Interestingly enough, my H said he felt "trapped" just as yours said he felt "boxed in." I think they feel that way for the same reasons. To avoid conflict. My H HATES conflict and if I bring something up that causes conflict it causes a huge backslide in our R. He sees it as more of the same. I see it as working through the things that got us to this horrible place.
I vacillate between intense hurt and anger.
Sometimes, like you I wonder if I can ever heal from this monumental betrayal. If he had ended it and not lied several times, it might have helped. Like your H he was very good at deceibt.
He now says it's over and he has not talked to her at all. The last time I questioned this he got defensive. I merely stated that I found it VERY hard to believe that after all this time she suddenly just stopped calling him. I asked for help in understanding this, and he had none to offer.
They want us to trust them Opt. even despite their past.
This is very hard to do as you well know, and we have to do alot of "acting as if."
It sounds as though you've found a way to detach. That's for self preservation.
Although you hurt and mistust at times I don't think you'll eve go to that place when you first found out.
Somehow we get past that-TG.
Even though this is still a painful journey, we get more and more independent and stronger.
There are days when I feel like a puddle of water-all tired out and defeated. Something pulls me up from that and I have not so bad days now.
I also understand your need for control. OR COURSE we strive to control in hopes that it will lead to a less painful journey. I do it even though I strive not to. I simply cannot help myself from it.
My H is not at home and although I want him here more than anything, I realize he's not himself yet.
Someone said in one of your posts that when they finally do change its happens quickly.
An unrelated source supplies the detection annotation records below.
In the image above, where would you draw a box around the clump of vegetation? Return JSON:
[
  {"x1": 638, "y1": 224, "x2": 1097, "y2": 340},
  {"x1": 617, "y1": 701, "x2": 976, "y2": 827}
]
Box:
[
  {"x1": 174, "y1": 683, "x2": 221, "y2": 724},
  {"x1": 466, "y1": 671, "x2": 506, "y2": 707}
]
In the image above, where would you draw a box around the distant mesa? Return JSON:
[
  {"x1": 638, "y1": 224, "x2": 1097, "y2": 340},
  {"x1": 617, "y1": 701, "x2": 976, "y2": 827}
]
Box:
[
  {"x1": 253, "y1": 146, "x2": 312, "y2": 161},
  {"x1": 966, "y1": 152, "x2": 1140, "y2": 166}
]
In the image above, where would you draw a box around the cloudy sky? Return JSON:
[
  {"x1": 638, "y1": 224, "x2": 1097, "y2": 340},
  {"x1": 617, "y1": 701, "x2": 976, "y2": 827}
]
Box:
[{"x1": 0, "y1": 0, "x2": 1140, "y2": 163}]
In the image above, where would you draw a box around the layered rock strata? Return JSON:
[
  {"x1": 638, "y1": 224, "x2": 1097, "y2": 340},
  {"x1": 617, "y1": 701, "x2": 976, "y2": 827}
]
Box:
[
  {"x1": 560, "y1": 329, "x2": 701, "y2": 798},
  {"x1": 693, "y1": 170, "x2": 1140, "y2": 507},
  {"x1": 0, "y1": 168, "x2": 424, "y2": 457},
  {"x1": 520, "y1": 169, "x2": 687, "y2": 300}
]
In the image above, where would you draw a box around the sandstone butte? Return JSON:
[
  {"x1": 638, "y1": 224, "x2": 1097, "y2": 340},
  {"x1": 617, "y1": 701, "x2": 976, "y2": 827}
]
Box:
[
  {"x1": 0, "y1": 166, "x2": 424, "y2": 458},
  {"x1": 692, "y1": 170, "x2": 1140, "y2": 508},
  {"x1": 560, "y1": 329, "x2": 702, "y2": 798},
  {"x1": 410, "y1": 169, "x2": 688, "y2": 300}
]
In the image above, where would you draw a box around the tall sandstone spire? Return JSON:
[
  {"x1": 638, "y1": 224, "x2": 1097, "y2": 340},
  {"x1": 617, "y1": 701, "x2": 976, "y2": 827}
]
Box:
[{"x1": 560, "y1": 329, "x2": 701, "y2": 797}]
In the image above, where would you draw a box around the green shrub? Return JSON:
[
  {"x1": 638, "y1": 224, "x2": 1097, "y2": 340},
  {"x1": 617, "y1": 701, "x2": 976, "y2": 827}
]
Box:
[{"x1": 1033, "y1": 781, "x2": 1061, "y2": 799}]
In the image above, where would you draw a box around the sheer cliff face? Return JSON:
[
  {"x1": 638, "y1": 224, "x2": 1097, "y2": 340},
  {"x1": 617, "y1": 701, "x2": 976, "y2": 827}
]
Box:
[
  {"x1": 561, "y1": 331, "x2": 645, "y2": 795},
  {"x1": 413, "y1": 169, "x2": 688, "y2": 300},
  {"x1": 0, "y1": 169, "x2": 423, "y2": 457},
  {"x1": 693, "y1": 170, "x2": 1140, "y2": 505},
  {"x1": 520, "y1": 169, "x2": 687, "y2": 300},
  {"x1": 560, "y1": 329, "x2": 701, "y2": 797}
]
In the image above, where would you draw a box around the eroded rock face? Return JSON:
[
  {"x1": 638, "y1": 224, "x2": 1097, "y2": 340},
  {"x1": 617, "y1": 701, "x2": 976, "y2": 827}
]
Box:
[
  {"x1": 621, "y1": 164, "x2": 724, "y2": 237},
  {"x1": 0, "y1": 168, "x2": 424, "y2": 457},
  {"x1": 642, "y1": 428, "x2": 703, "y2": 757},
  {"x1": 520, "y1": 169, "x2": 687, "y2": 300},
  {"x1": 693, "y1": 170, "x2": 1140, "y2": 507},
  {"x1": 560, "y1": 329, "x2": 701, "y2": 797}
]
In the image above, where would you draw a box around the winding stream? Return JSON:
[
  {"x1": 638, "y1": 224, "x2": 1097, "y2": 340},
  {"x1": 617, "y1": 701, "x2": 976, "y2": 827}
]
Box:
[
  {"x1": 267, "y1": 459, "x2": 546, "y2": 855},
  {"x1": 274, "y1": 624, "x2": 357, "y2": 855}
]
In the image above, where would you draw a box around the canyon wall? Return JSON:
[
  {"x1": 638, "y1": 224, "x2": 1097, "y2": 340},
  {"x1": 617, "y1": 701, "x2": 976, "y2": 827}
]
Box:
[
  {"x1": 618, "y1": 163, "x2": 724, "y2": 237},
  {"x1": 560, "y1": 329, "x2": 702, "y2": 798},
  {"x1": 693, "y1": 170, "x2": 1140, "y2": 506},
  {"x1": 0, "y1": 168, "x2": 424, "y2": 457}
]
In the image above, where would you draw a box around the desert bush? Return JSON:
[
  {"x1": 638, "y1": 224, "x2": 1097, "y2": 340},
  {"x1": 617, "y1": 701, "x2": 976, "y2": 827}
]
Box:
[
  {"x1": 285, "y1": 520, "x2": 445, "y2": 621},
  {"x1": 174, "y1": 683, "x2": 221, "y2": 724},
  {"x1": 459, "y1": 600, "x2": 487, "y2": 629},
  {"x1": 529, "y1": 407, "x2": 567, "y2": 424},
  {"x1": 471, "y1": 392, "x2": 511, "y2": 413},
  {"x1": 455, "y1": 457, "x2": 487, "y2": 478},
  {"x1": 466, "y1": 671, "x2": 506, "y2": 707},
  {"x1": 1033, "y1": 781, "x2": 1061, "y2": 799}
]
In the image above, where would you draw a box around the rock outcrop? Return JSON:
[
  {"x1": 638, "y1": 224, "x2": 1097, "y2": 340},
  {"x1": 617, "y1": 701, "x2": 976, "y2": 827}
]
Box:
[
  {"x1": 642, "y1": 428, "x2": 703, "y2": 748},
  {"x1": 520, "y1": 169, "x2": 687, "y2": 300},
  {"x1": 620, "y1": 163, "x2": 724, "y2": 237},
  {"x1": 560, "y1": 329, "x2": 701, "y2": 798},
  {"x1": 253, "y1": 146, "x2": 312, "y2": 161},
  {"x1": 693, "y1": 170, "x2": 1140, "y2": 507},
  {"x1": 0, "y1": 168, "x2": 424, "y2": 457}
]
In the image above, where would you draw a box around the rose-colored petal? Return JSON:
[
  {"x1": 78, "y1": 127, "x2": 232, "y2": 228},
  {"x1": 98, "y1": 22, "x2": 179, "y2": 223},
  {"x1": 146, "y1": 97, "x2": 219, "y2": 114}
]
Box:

In my case it's very slow.
Like your H, mine cannot bring himself to D me nor to completely commit to me. So you see, I'm sitting on the fence as well and have been for a very long time.
I think as Jeannine said the answer is to lovingly detach.
Well ever since I found out that's what I need to do, I've been trying to figure out what exactly it means and what I have to do to get there.
I understand your doubts about his trip. Who wouldn't given his past?
The hellish truth of it is you have NO CONTROL over his choice to do this. You can choose to believe his reasons for going OR you can stress out thinking the worse case scenario.
My guess is you'll go back and forth with your thinking.
We go back and forth because we are following them. Sometimes they give us alot of hope that things will work out, and then there are days that I think I cannot live one more day like this.
I'm sincerely trying to do the detaching thing mainly because I'm afraid if I don't that I'll throw in the towel.
I'm very close at times. It seems the past is too tainted for us to have a future,then I think if all the good years and our kids and grandkids and I get the strength to carry on somehow.
It sounds very similar to your sitchuation and I'm very glad Jeannine told me to read your thread.
Can we help each other through this??
No one understands better than one who is living it.
Where do things stand right now? I understand all too well they can change on a daily basis.
You sound strong right now and you need that to keep going.
You quoted me in one of your posts saying that they've hung in here this long. It would seem unlikely they are going to D us.
I feel very strongly that you and I will have to be the ones
to change our sitch.
In my case, detaching is my first choice.
The other choice, well, we won't go there right now since it's not an option YET.
I've not let it be one.
So......tell me about detaching,and how you've been doing it? I need help with this guys. I just don't seem to get how to do it.
Opt, have you figured it out??? Rachael
BTW, I especially liked T2's post to you on 12/9 and Jeannine's on 12/11.
All good stuff for trying to put this impossible mess into some kind of perspective!